Thank you Wendy, Koshka, Christian, Nevanna, and welcome, Caesar!
Oof! What a day. Right after I posted, S. let himself in and appeared on the landing outside my study, hovering in the shadows, asking if I had a moment. I said "of course," and we went into my room. He stood there for a moment, us looking at each other, and he gave a slight laugh, and then we both cracked up. Not rolling on the floor, mind you, but I had the giggles bigtime. They were nervous giggles, for sure, but I was also getting a good laugh in at my own expense.
I asked him if he was covered in paper cuts, which sent us again into laughter. He said he came over to apologize, and I said I was sorry too, and we talked for a minute about that was no way to be, after all the talking we'd done all day, and he asked me if I changed my reservation for Chile already (huh? I guess he thought I had because I was sitting at the computer), and I laughed and said "No, I'm going to Chile, with or without you," and he said "My sentiments exactly," and I said, "And if I have to sit next to you on the plane? I have a new iPod!" which was his big Christmas gift to me this year, and so that got a big smile, too.

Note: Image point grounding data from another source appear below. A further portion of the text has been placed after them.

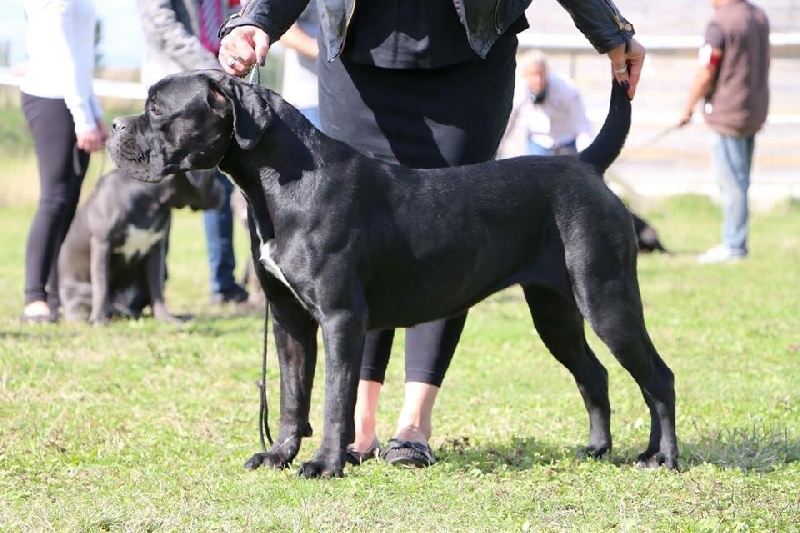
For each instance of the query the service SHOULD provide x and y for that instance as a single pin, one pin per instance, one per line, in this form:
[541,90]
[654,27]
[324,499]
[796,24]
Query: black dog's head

Whew. So I went out on a limb and said "Would you be interested in going to see a therapist before we go?" and before I even got it out of my mouth he said "Yes," and we talked about logistics (he wants to go to this woman he saw twice years ago, and after asking him how he felt about having been there with someone else, and his saying it wouldn't be an issue, we agreed that he would call her, and that I would ask my T for a rec as a backup). I said we should just see it as one session, and leave it at that, and revisit the therapy issue when we get back (I was trying to make it seem less threatening to him, although he seemed totally into it, actually).
So he wondered aloud how much a 50-minute session would actually do for us, and I suggested we go for two hours, and he immediately agreed, and so there you go.
He then asked if we should still get together tomorrow night as planned to talk about our trip, and I said, "I think we should plan this trip," and he said "I think so, too," and we agreed on a time, and we hugged, and he left.
I'm still reeling over the reaction he had over corresponding with OW. It sounded so much like where we were last year, with my freaking out and his stonewalling. Ugh. And he JUST read Shirley Glass's interview I sent him about infidelity and he STILL wants to write her, because just not talking to her "is no way to treat a friend?"
I want to ask him to see the letter before he sends it, but I'm not sure of myself. Any ideas? I'm definitely going to bring it up in counseling. I will probably try to see my own T before we go, if possible.
I was telling H2H on the phone last night (thanks, H2H, for being there for me so late at night!) that this is an issue I will leave him over, that if he starts up with OW again I will make it clear that I will leave. But how to take a stand when he is reverting back to old behaviors with her (or so it would seem)? I know one postcard does not an EA make, but it's dangerous territory, and I knew at some point there would be some communication, sice it was left dangling. So why did *I* know she would contact him at the holidays, and according to him, the postcard was "out of the blue"?